How to load a digital frame2 min read . Updated: 13 Nov 2007, 10:50 PM IST
How to load a digital frame
How to load a digital frame
If you want to load the pictures in your computer’s hard disk on to a digital photo frame (the computer does not have any slot for the card), then read on.
Although there are wireless-enabled frames, most models read the photos from a small memory card inserted into the back of the device. One fairly simple way to move images from your computer's photo library onto the frame’s memory card is to use a gadget called a USB card reader-writer. These are usually available for less than $20 on Amazon or at computer stores.
Some models, such as the SanDisk ImageMate 5-in-1 Reader/Writer, have slots for different card types. Others, such as Iogear's line of pocket readers, resemble USB thumb drives with a slot on the end to insert a specific type of memory card, such as a Secure Digital card.
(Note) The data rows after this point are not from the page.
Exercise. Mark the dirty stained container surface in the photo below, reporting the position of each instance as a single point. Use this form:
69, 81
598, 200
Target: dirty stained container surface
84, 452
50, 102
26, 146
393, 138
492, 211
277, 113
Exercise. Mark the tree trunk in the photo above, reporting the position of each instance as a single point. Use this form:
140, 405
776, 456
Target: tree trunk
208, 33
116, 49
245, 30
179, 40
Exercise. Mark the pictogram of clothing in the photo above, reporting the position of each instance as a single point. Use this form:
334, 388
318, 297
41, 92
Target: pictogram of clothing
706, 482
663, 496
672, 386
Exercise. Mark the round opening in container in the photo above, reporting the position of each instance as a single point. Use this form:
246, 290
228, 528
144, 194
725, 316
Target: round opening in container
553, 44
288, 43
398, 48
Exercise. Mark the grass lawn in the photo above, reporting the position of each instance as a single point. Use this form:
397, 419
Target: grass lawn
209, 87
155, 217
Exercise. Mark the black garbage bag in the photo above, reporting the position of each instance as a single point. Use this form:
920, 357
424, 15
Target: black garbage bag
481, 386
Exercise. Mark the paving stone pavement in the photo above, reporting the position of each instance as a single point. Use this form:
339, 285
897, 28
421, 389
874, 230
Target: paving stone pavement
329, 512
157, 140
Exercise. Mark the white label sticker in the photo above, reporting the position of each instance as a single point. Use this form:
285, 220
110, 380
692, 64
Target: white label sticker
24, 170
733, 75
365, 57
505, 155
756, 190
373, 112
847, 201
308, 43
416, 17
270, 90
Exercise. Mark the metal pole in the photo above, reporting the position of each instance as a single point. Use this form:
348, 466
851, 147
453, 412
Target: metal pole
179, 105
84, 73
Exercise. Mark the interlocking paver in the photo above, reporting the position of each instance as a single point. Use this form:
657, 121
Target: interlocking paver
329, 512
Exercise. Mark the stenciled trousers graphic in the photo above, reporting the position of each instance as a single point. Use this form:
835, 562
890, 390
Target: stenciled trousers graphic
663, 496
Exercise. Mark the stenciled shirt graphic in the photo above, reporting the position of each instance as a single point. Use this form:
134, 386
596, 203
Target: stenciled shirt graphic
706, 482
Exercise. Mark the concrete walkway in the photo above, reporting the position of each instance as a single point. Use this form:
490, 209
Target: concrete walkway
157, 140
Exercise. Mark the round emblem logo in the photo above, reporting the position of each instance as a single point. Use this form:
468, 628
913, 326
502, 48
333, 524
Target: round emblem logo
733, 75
Once you have the card reader-writer connected to the computer and a memory card inserted, it should show up on the computer's desktop like any other external drive so you can copy photos onto it. When you have the photos on the card, pop it out of the reader and stick into the digital photo frame. If you have your camera cable, it may also be possible to copy photos from the computer to the memory card by using the connected camera in the role of the card reader-writer. You may prefer to buy a wireless photo frame to stream pictures from the PC, email them right to the frame or pull them in from an online photo gallery. They will usually cost more than a frame with just a card slot. Kodak (‘www.kodak.com’), Momento (‘www.momentolive.com’) and eStarling (‘www.estarling.com’) have wireless models available. More will be on store shelves or online as the holidays get closer.
Upload videos on iPod
The iPod doesn't record video by itself, but there have been several third-party options over the years such as the iRecord (‘www.irecord.com’) and the ATI iSee 360i (w3.isee-ato.com) that let you connect the iPod to sources such as a camcorder or television to record and play back video.
These recording devices usually cost a few hundred dollars and may not work with all iPod models, so read the product details before buying. The iLounge website (ilounge.com) has reviews of just about any accessory released for the iPod and is a good place to see what is available—and how it works.
Archos (‘www.archos.com’) has several widescreen portable players with large hard drives to choose from. It also sells a $70 attachment called the DVR Travel Adapter that works with many media players to directly record video from a TV, camera or camcorder. Click the link for TV and video recording on the Archos site to see the offerings.
TIP OF THE WEEK: If you're a Gmail user, you can now set up your account to use Internet Message Access Protocol (Imap) with your favourite email program. Unlike the older POP mail system, which typically confines message downloads to the computer or the device you are working on, Imap is server-based so your mailbox has all the current messages no matter where you use it—on a computer, Web browser or mobile device. Using Imap with Gmail is free, and instructions on setting it up with different mail programs are at preview.tinyurl.com/yofbl9.